Which Money Issues Keep Americans Up At Night?
There are two financial situations Americans worry about the most, according to Northwestern Mutual’s 2015 Planning and Progress Study, which surveyed more 2,000 Americans in January: financial emergencies and not being about to retire comfortably.
America frets over these two money issues more than anything else–even though one can plan for both. You can create an emergency fund, and you can have a retirement account.
The survey found that of the top five fears, four were about emergencies and retirement, reports Business Insider.
So make a plan.
For emergency funds, consider creating two: one for short-term, another for long-term emergencies.

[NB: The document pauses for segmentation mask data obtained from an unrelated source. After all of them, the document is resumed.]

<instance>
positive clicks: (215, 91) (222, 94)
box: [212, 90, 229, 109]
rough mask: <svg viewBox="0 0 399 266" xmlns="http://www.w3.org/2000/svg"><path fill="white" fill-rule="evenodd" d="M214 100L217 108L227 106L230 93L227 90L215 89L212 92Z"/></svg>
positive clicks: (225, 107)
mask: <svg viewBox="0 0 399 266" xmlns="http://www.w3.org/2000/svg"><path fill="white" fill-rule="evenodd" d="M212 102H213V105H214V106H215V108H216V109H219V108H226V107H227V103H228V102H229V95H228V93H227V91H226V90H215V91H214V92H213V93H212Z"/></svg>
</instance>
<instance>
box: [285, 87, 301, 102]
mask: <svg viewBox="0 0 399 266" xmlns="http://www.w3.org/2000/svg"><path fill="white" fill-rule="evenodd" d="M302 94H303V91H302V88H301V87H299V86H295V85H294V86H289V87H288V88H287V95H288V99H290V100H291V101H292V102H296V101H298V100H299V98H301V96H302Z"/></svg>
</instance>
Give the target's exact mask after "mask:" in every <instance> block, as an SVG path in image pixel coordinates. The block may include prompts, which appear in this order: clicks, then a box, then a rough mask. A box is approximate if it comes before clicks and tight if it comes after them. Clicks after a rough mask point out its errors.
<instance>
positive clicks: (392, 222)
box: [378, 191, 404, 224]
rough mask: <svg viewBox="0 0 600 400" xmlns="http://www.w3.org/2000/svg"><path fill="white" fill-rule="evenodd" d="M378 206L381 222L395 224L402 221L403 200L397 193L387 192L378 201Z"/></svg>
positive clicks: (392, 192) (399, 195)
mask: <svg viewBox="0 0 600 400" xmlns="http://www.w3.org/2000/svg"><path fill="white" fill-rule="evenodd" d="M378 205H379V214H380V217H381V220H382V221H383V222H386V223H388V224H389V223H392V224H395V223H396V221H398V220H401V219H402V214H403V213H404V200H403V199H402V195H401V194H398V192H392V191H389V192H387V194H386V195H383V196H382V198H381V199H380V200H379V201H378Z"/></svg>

A short-term emergency fund should only be used when you have an immediate emergency, such as a car breaking down or a washing machine needs fixing. “It should be in an accessible account, which will probably bear little interest. The most important consideration is accessibility. You’ll want a debit card attached to this account and check-writing privileges as well,” reports Money Crashers.
On the other hand, a long-term emergency fund is for large-scale emergencies, such as unemployment or a major natural disaster.
If you haven’t starting saving for retirement, you are not alone. According to the Department of Labor, less than half of Americans have figured out how much they need to save for retirement. And since the average American spends 20 years in retirement, you should start planning early.
Saving for your retirement is also a matter of planning ahead. The U.S. DOL suggests a few steps:
–Begin saving–now! Set monthly savings goals and stick to them.
–Calculate your retirement needs. “Retirement is expensive. Experts estimate that you will need at least 70 percent of your retirement income – lower earners, 90 percent or more – to maintain your standard of living when you stop working. Take charge of your financial future,” reports the DOL.
–Contribute to your employer’s retirement savings plan. If your company offer’s a plan, such as a 401(k) plan, enroll and contribute all you can. Also find out about your employer’s pension plan to see if you are covered.
— Never touch your retirement savings.
–Save into an Individual Retirement Account (IRA). “You can put up to $5,500 a year into an Individual Retirement Account (IRA); you can contribute even more if you are 50 or older. You can also start with much less. IRAs also provide tax advantages, reports the DOL.
With IRAs, there are two options – a traditional IRA or a Roth IRA. Your taxes on your contributions and withdrawals depend on which you choose, so do your research first.
–Know your Social Security benefits.